Cocaine and CNS Stimulants
- Detoxification should take place under medical supervision.
- Psychiatric medicines (anti-depressants) may be helpful in keeping cravings down.
- If a user is to remain drug-free, follow-up treatment, usually with the aid of psychiatric help and access to community resources, is vital. Life-style changes such as avoiding people, places, and things related to cocaine use should be encouraged. Initial psychosocial treatment should focus on confronting denial, teaching the disease concept of addictions, fostering an identification as a recovering person, recognition of the negative consequences of cocaine abuse, avoiding situational and intrapsychic cues that stimulate craving, and formulation of support plans. Drug urine tests should be used to ensure compliance. Treatment outcome is affected more by such factors as employment status, family support, and degree of antisocial features than by initial motivation for treatment.
- Heavy cocaine users, like other heavy drug users, often suffer from chronic anxiety, depression, or feelings of inadequacy. In these cases, the drug abuse is a symptom rather than the central problem.

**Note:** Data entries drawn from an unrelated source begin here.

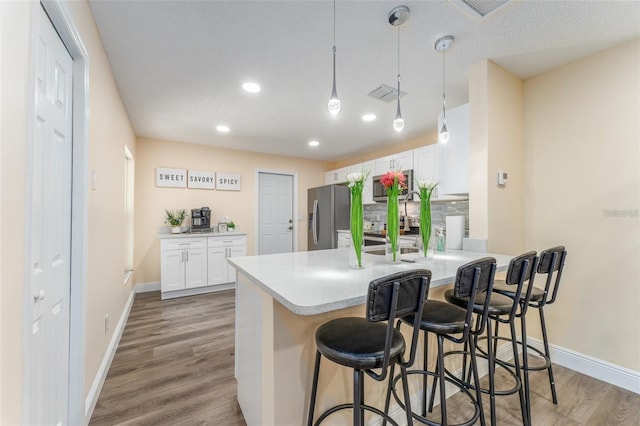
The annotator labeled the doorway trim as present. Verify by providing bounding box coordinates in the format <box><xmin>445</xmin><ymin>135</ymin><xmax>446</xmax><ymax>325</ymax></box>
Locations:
<box><xmin>22</xmin><ymin>0</ymin><xmax>89</xmax><ymax>424</ymax></box>
<box><xmin>253</xmin><ymin>169</ymin><xmax>298</xmax><ymax>255</ymax></box>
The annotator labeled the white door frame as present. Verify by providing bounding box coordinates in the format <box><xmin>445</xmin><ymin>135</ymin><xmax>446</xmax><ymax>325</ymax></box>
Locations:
<box><xmin>253</xmin><ymin>169</ymin><xmax>298</xmax><ymax>255</ymax></box>
<box><xmin>22</xmin><ymin>0</ymin><xmax>89</xmax><ymax>424</ymax></box>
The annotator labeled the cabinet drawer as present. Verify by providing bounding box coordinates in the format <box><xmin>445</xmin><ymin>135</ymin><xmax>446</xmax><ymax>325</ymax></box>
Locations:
<box><xmin>207</xmin><ymin>235</ymin><xmax>247</xmax><ymax>247</ymax></box>
<box><xmin>160</xmin><ymin>238</ymin><xmax>207</xmax><ymax>250</ymax></box>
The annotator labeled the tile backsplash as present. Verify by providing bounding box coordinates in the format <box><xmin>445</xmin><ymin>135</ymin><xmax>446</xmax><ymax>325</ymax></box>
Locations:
<box><xmin>364</xmin><ymin>200</ymin><xmax>469</xmax><ymax>236</ymax></box>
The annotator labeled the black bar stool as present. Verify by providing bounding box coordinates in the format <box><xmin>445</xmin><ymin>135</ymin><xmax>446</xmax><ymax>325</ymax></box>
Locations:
<box><xmin>387</xmin><ymin>257</ymin><xmax>496</xmax><ymax>426</ymax></box>
<box><xmin>445</xmin><ymin>251</ymin><xmax>538</xmax><ymax>425</ymax></box>
<box><xmin>307</xmin><ymin>269</ymin><xmax>431</xmax><ymax>426</ymax></box>
<box><xmin>494</xmin><ymin>246</ymin><xmax>567</xmax><ymax>418</ymax></box>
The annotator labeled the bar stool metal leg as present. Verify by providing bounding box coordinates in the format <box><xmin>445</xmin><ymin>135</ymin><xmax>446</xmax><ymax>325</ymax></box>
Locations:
<box><xmin>538</xmin><ymin>306</ymin><xmax>558</xmax><ymax>405</ymax></box>
<box><xmin>307</xmin><ymin>351</ymin><xmax>321</xmax><ymax>426</ymax></box>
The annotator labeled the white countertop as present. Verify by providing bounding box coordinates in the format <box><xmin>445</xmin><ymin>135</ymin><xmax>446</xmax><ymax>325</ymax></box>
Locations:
<box><xmin>158</xmin><ymin>231</ymin><xmax>247</xmax><ymax>240</ymax></box>
<box><xmin>227</xmin><ymin>249</ymin><xmax>513</xmax><ymax>315</ymax></box>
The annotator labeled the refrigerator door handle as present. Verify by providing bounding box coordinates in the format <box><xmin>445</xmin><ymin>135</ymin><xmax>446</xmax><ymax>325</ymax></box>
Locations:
<box><xmin>311</xmin><ymin>200</ymin><xmax>318</xmax><ymax>245</ymax></box>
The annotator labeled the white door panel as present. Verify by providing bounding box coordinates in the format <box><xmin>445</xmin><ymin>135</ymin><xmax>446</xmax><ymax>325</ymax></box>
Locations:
<box><xmin>29</xmin><ymin>10</ymin><xmax>73</xmax><ymax>425</ymax></box>
<box><xmin>258</xmin><ymin>173</ymin><xmax>293</xmax><ymax>254</ymax></box>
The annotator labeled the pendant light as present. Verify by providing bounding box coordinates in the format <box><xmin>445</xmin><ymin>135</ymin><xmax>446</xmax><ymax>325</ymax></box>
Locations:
<box><xmin>389</xmin><ymin>6</ymin><xmax>409</xmax><ymax>133</ymax></box>
<box><xmin>327</xmin><ymin>0</ymin><xmax>340</xmax><ymax>116</ymax></box>
<box><xmin>434</xmin><ymin>35</ymin><xmax>453</xmax><ymax>144</ymax></box>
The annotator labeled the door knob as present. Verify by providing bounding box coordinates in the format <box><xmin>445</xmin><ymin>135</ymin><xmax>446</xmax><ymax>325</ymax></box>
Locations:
<box><xmin>33</xmin><ymin>290</ymin><xmax>45</xmax><ymax>302</ymax></box>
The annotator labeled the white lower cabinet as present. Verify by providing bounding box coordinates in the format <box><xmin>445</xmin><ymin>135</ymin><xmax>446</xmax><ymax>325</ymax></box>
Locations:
<box><xmin>160</xmin><ymin>235</ymin><xmax>247</xmax><ymax>299</ymax></box>
<box><xmin>207</xmin><ymin>236</ymin><xmax>247</xmax><ymax>285</ymax></box>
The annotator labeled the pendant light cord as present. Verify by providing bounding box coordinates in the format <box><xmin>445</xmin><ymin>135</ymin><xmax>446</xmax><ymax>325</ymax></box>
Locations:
<box><xmin>398</xmin><ymin>26</ymin><xmax>400</xmax><ymax>85</ymax></box>
<box><xmin>442</xmin><ymin>49</ymin><xmax>447</xmax><ymax>119</ymax></box>
<box><xmin>333</xmin><ymin>0</ymin><xmax>336</xmax><ymax>47</ymax></box>
<box><xmin>398</xmin><ymin>25</ymin><xmax>400</xmax><ymax>102</ymax></box>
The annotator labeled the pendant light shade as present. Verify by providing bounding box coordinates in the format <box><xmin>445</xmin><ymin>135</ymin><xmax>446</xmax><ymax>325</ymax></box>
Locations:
<box><xmin>388</xmin><ymin>6</ymin><xmax>409</xmax><ymax>133</ymax></box>
<box><xmin>327</xmin><ymin>0</ymin><xmax>341</xmax><ymax>116</ymax></box>
<box><xmin>434</xmin><ymin>35</ymin><xmax>453</xmax><ymax>144</ymax></box>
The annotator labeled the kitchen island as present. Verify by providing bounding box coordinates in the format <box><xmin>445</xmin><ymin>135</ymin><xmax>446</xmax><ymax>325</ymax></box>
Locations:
<box><xmin>228</xmin><ymin>249</ymin><xmax>512</xmax><ymax>426</ymax></box>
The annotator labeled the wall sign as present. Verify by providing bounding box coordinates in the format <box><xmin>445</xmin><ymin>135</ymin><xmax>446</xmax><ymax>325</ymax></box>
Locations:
<box><xmin>188</xmin><ymin>170</ymin><xmax>216</xmax><ymax>189</ymax></box>
<box><xmin>156</xmin><ymin>167</ymin><xmax>187</xmax><ymax>188</ymax></box>
<box><xmin>216</xmin><ymin>173</ymin><xmax>240</xmax><ymax>191</ymax></box>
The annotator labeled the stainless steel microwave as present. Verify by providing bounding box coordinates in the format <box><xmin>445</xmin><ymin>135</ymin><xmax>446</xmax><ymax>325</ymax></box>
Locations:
<box><xmin>373</xmin><ymin>170</ymin><xmax>415</xmax><ymax>203</ymax></box>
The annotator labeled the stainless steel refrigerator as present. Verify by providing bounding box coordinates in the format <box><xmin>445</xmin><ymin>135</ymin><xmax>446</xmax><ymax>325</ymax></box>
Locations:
<box><xmin>307</xmin><ymin>185</ymin><xmax>351</xmax><ymax>250</ymax></box>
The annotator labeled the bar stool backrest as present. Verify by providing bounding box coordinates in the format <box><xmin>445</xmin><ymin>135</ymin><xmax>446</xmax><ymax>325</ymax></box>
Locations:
<box><xmin>365</xmin><ymin>269</ymin><xmax>431</xmax><ymax>380</ymax></box>
<box><xmin>453</xmin><ymin>257</ymin><xmax>496</xmax><ymax>342</ymax></box>
<box><xmin>505</xmin><ymin>251</ymin><xmax>539</xmax><ymax>320</ymax></box>
<box><xmin>538</xmin><ymin>246</ymin><xmax>567</xmax><ymax>306</ymax></box>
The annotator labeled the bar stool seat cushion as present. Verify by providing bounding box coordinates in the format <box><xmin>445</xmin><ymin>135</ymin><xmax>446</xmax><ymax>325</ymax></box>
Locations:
<box><xmin>402</xmin><ymin>300</ymin><xmax>467</xmax><ymax>334</ymax></box>
<box><xmin>444</xmin><ymin>289</ymin><xmax>513</xmax><ymax>315</ymax></box>
<box><xmin>492</xmin><ymin>280</ymin><xmax>544</xmax><ymax>302</ymax></box>
<box><xmin>316</xmin><ymin>317</ymin><xmax>405</xmax><ymax>370</ymax></box>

These cases can benefit from psychotherapy and psychiatric medication.
- Psychotherapy is useful when it focuses on the reasons for the patient's drug abuse. The drug abuse itself - past, present, and future consequences - must be given firm emphasis. Involving an interested and cooperative parent or spouse in conjoint therapy is often very beneficial. The therapist must be watchful for return of cocaine-related activities, attitudes, friendships, and paraphernalia. Alcohol and other mood-altering drugs should be avoided, since they may disinhibit behavior and lead to relapse.
- Patients should routinely be introduced and asked to participate in Cocaine Anonymous, or Narcotics Anonymous.